Pendidikan adalah fondasi utama dalam membangun masa depan seseorang. Dalam beberapa tahun terakhir, pemerintah Indonesia telah menggulirkan perubahan besar-besaran dalam sistem pendidikan melalui Kurikulum Merdeka. Salah satu aspek yang menjadi fokus utama dalam kurikulum ini adalah pengelolaan penilaian, termasuk istilah ulangan harian yang kini memiliki makna dan peran yang berbeda dibanding sebelumnya.
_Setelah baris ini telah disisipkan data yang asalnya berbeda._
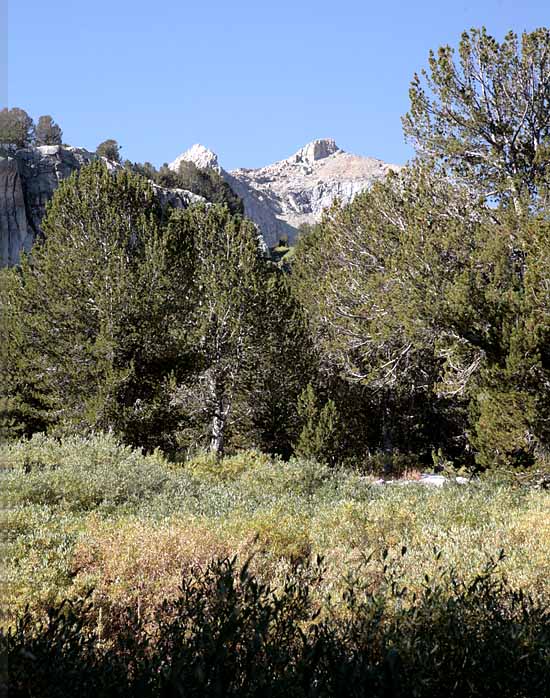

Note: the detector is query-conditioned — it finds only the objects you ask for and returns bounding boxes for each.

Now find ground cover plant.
[1,434,550,696]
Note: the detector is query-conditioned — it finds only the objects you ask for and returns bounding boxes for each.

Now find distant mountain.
[169,138,400,247]
[0,138,399,266]
[0,145,204,267]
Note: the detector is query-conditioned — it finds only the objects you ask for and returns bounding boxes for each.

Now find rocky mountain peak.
[168,143,221,172]
[289,138,340,163]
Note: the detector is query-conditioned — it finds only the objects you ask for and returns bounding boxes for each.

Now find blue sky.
[5,0,550,169]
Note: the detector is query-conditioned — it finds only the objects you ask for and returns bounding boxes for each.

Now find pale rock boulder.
[0,145,204,266]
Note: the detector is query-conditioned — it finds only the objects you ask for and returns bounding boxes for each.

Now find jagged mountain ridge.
[0,138,399,266]
[169,138,400,246]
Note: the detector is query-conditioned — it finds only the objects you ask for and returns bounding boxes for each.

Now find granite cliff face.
[0,145,203,266]
[0,138,399,266]
[169,138,400,246]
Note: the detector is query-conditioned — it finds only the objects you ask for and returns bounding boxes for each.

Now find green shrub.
[1,434,170,511]
[2,551,550,698]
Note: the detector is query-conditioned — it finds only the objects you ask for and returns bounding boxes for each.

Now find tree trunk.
[210,376,229,458]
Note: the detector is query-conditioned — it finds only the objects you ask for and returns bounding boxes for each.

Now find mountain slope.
[169,138,400,246]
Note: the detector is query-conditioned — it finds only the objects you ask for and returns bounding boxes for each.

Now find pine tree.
[96,138,120,162]
[2,162,195,448]
[174,205,265,455]
[0,107,34,148]
[294,383,341,465]
[403,27,550,213]
[35,116,63,145]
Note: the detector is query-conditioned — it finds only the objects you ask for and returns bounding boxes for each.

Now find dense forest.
[0,28,550,698]
[1,29,550,470]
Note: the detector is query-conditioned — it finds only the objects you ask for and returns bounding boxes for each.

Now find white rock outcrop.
[0,145,204,267]
[168,143,221,172]
[169,138,400,246]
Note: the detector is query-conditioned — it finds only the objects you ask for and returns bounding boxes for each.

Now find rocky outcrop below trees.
[0,145,203,266]
[169,138,400,247]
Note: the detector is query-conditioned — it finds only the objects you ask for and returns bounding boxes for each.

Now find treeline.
[1,29,550,470]
[0,107,63,151]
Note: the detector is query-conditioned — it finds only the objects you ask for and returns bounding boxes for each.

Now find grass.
[0,435,550,620]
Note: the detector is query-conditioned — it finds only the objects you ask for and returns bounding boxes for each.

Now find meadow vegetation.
[0,24,550,698]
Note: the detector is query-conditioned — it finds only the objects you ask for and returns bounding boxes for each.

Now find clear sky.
[4,0,550,169]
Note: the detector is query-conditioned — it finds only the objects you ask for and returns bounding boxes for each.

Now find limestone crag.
[168,143,221,172]
[0,145,204,266]
[169,138,400,246]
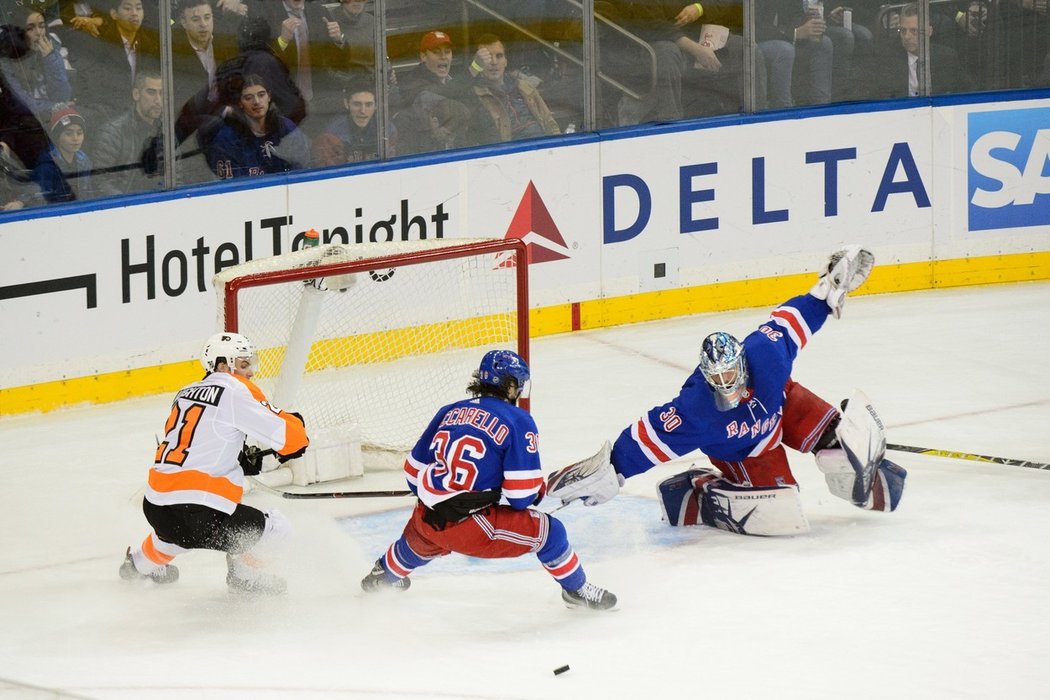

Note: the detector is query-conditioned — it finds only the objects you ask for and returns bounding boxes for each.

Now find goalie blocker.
[657,391,907,535]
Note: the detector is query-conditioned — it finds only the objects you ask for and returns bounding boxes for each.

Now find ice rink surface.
[0,283,1050,700]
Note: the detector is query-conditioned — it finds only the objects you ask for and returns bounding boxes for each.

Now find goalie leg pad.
[814,449,908,512]
[700,480,810,536]
[831,391,886,507]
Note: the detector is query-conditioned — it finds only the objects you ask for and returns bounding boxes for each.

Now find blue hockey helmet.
[700,331,748,410]
[478,351,529,399]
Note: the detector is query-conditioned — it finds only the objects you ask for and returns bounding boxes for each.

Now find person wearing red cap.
[391,30,475,153]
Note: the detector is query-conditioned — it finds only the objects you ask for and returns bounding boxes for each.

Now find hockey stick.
[886,445,1050,469]
[274,489,416,499]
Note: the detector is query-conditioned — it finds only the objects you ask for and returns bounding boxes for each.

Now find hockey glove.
[237,445,266,476]
[547,442,625,506]
[277,410,307,464]
[810,246,875,318]
[277,447,307,464]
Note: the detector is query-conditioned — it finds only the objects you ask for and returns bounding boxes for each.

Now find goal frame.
[224,238,530,410]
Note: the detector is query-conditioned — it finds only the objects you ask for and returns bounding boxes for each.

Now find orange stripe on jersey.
[277,411,310,454]
[230,373,310,454]
[149,469,245,503]
[142,535,175,567]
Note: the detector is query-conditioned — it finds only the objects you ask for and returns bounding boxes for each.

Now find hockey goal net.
[214,239,528,469]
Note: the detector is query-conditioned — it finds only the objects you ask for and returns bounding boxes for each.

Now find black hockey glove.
[423,489,503,530]
[237,445,264,476]
[277,447,307,464]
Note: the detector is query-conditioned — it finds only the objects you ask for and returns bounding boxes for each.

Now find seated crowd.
[0,0,1050,210]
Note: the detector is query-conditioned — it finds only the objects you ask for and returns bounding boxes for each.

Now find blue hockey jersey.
[612,294,831,476]
[404,397,544,510]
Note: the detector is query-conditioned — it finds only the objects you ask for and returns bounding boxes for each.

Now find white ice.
[0,283,1050,700]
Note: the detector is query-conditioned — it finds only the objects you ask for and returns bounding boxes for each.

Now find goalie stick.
[886,444,1050,469]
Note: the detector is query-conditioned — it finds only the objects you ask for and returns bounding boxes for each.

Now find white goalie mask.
[700,331,748,410]
[201,332,258,374]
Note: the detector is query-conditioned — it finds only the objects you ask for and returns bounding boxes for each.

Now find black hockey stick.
[274,489,415,499]
[243,449,415,499]
[886,445,1050,469]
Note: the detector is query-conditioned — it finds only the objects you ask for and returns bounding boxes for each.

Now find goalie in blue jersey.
[361,351,616,610]
[548,246,907,535]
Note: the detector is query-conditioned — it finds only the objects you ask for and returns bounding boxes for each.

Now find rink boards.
[0,92,1050,415]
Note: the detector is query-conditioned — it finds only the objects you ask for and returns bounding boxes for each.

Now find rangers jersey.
[612,294,831,478]
[146,372,310,513]
[404,397,544,510]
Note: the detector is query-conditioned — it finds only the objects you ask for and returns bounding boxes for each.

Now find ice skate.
[226,554,288,595]
[120,547,179,584]
[562,584,616,610]
[361,559,412,593]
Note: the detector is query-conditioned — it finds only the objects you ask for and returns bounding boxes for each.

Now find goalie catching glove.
[814,391,908,511]
[810,246,875,318]
[547,441,625,506]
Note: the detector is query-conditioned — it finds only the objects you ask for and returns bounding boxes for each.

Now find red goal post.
[214,238,529,468]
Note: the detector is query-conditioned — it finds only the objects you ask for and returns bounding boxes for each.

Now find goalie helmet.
[700,331,748,410]
[201,332,258,372]
[478,351,529,399]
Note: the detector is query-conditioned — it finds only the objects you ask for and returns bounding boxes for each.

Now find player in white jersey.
[120,333,310,593]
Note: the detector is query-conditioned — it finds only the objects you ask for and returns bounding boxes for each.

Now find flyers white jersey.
[146,372,310,513]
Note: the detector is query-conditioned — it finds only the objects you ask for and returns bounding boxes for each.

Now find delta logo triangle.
[499,181,569,268]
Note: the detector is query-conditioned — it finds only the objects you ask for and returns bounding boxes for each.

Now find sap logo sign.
[967,108,1050,231]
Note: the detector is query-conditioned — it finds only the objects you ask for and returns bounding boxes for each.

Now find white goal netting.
[214,239,527,466]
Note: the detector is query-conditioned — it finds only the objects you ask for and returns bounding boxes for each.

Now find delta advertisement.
[0,101,1050,405]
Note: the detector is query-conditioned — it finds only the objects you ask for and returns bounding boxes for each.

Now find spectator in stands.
[469,34,562,144]
[252,0,344,132]
[77,0,160,124]
[0,7,72,121]
[313,78,397,166]
[208,75,310,179]
[215,0,248,37]
[602,0,760,125]
[59,0,106,39]
[92,69,164,194]
[865,3,969,99]
[175,17,307,156]
[216,17,307,124]
[330,0,376,70]
[34,107,95,201]
[755,0,835,109]
[171,0,237,106]
[825,0,875,102]
[390,31,476,153]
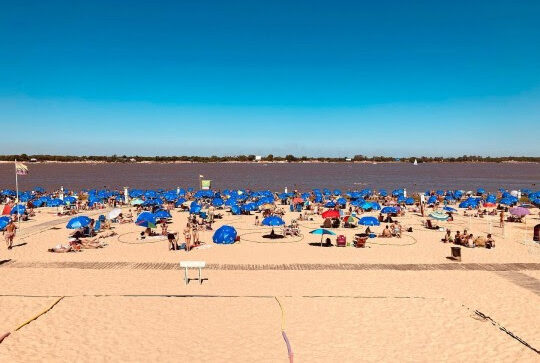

Istilah “ulangan harian” dalam konteks Kurikulum Merdeka tidak lagi hanya merujuk pada ujian rutin yang dilakukan setiap hari atau minggu. Melainkan lebih berkaitan dengan penilaian berkelanjutan, yang bertujuan untuk mengevaluasi pemahaman siswa secara berkala dan sesuai dengan capaian pembelajaran yang ditetapkan. Dengan demikian, siswa tidak hanya dinilai berdasarkan hasil ujian, tetapi juga kemampuan mereka dalam menerapkan konsep-konsep yang dipelajari dalam situasi nyata.
Pemahaman tentang istilah ulangan harian dalam Kurikulum Merdeka sangat penting, baik bagi siswa, guru, maupun orang tua. Hal ini karena kurikulum baru ini menekankan pada pengembangan kompetensi secara holistik, bukan hanya pengetahuan teoritis. Oleh karena itu, artikel ini akan membahas secara mendalam apa itu ulangan harian dalam Kurikulum Merdeka, bagaimana prosesnya, serta mengapa hal ini penting bagi siswa.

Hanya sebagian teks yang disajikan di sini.